In the longer run I suspect Democratic pols across the country will rue the creative day their local embodiments took flight from Wisconsin.
David Brooks sets the stage (or two-ring circus):
Whatever you might say about Walker, he and the Republican majorities in Wisconsin were elected, and they are doing exactly what they told voters they would do. It’s the Democratic minority that is thwarting the majority will by fleeing to Illinois. It’s the left that has suddenly embraced extralegal obstructionism.
Uncomfortable truths, but truths nevertheless, even if, to some, Brooks perhaps overreaches in his use of "exactly." To me, he does not.
Any plausibly aware Wisconsin voter should not have required candidate Scott Walker's airing of 60-second ads bluntly advocating the busting of public-sector unions to appreciate the gross reactionaryism that was on the way with Walker's election. Virtually all of late 2010 was about one exceptionally nasty, very bad moon rising from Republican pols everywhere. They made no secret of their hostility to all manner of modernity, to differing strains of legitimate pluralism, to the fundamental concept of coming and reasoning together.
To their tea-partying bands of GOP agitation, the nation's November elections were akin to Enabling Acts -- and their elected leaders were determined to not disappoint.
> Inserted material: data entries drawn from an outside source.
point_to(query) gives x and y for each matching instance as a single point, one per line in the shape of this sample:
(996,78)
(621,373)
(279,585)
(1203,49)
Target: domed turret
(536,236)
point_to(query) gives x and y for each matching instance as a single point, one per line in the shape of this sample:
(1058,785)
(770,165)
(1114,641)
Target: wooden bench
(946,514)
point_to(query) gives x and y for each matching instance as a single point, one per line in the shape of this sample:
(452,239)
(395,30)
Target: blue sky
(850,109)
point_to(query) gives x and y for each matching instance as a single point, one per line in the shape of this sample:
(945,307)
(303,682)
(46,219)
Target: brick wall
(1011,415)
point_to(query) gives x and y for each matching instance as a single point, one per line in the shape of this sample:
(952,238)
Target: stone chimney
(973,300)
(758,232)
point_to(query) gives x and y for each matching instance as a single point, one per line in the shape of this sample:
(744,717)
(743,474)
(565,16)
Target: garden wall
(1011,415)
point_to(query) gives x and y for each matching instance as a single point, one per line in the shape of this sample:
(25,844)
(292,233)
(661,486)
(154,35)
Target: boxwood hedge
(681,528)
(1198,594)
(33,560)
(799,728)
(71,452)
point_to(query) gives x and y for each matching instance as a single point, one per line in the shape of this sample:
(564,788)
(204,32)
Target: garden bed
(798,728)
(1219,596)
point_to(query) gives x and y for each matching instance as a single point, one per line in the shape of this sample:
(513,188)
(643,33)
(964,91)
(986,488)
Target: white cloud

True to their word, they haven't. And how any Wisconsite could have missed the GOP's intentions is beyond me. Remember, this turn to reactionaryism was hardly sudden: choose your own number of decades if you like, but multiple they have inaurguably been in which the Republican Party has steadily decayed into the ideological rigor mortis of right-wing imbecility. How any moderate voter could have believed that 2011 would be the GOP's year of statesmanlike maturity is ... well, I already said it.
We should also remember that Wisconsite voters in all their La Follettian splendor chose to terminate the brilliant senatorial career of Russ Feingold in preference for a corporate shill. They weren't tricked, they weren't bamboozled; no amount of even the cleverest of right-wing propaganda could have genuinely swindled Wisconsin's voters into believing their ultimate decision was anything but towering, self-destructive stupidity.
Nonetheless that's the democratic process. The barbarians sometimes win. In Wisconsin, they did.
Thus Brooks is uneasily but realistically correct in concluding that "It’s the Democratic minority that is thwarting the majority will by fleeing to Illinois. It’s the left that has suddenly embraced extralegal obstructionism." Their flight is inspirational -- no question about that -- and in its own way, courageous. But make no mistake: there was in November a pro-Walker voting majority and a pro-GOP state senate majority, so the flight is indeed "extralegal obstructionism" -- one perhaps fine for now, but what of the future?
What happens, say, if Democrats capture the statehouse by a slim majority in the next election? What's to prevent minority Republicans, upon any legislative provocation, from simply evacuating the newly reconstituted progressive state and fleeing to their truer ideological homeland of, say, Iran or Zimbabwe? And in protest of such Republican poltroonery what counterargument could the homeboy Dems honorably stage?
There won't, of course, be one. For Wisconsin's elected Dems -- in league with one-time Lexington-Concord Texan Dems -- will have already presented themselves as the founding fathers of antidemocratic, extralegal obstructionism -- as an example for all to follow; all those, that is, who won't particularly give a damn how the last democratic majority voted.
In short, Wisconsin's Democrats could be setting the national stage for a truly anarchic headache, one in which voting majorities and majority wills matter not in the least to whichever minority party. It pains indeed to argue that, but I can't see the argument's flaw.